Bush Beginning To 'Act Out' In His Final Months As President

With most public attention focused on the upcoming presidential election in November and away from the White House, reports from various sources are beginning to surface of President Bush becoming "somewhat of a nuisance" in the final months of his term.

One such report comes from Congressman John Sarbanes of Maryland, who recounted, "I was at the podium, Congress was in session, and all of the sudden the doors burst open, and there's the President. He strutted down the aisle shaking hands with everyone, asking if 'you guys are alright' or if 'anyone needed anything'. I had to tell him we were getting ready to make a serious vote on labor laws, to which he apologized and said he would 'just hang in the back, if that was okay'."

Sarbanes added that Bush continued to distract the session even after sitting down when he pulled out "one of those paddles with a rubber ball attached" and began incessantly bouncing it.
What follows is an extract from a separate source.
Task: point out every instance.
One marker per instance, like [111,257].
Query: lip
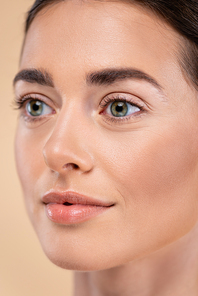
[70,207]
The President eventually walked out when he was asked to move by the Congressman whose seat he had taken; he did so angrily, muttering under his breath and slamming the doors loudly behind him.

This is not the first report of its kind. In the last month, there have instances of Bush jumping out from behind doors and shouting "Boooo!" in feeble attempts to frighten White House tours, pebbles being thrown at secret service agents from Oval Office windows, and a strange howling coming from the White House bedroom quarters late at night.

Secretary of Defense Robert Gates has also noticed changes in the President's behavior as of late.

"I'll receive vague calls from the President at odd hours," Gates told reporters. "Just last week he called and asked about the logistics of a full scale invasion of Iceland. Sometimes he'll just ask for the launch codes and hang up. This, of course, prompts me and my staff to have a meeting with him the next day asking for specifics on his questioning, to which he invariably will look at the floor, shove his hands in his pockets and mumble that he was 'just curious'."

Reports have also come from foreign leaders stating they have received prank phone calls from within the White House. Kim Jong-il of North Korea complained last week of someone calling from the White House and asking him "How pyong is your yang?", before giggling uncontrollably and hanging up.

A clearly concerned Gates added that he hopes Bush can be kept under control until February of 2009 before his antics provoke an international incident, or even a war.

"Thank God we already invaded Iraq," Gates said, "because the President keeps demanding that we do. Hopefully he won't move on to nation that we're not currently occupying."

Perhaps most disturbing was a report from New York regarding someone resembling a "disheveled and inebriated" George W. Bush at ground zero. Witnesses say the man was sitting on a curb, dressed in a torn suit and fire helmet. He was apparently weeping uncontrollably with his head between his legs, a bottle of Jack Daniels on one side of him, occasionally bawling through a bullhorn, "You bastards! It was Earth all along!"

Eventually, a caravan of black SUVs came and the man was quickly whisked away.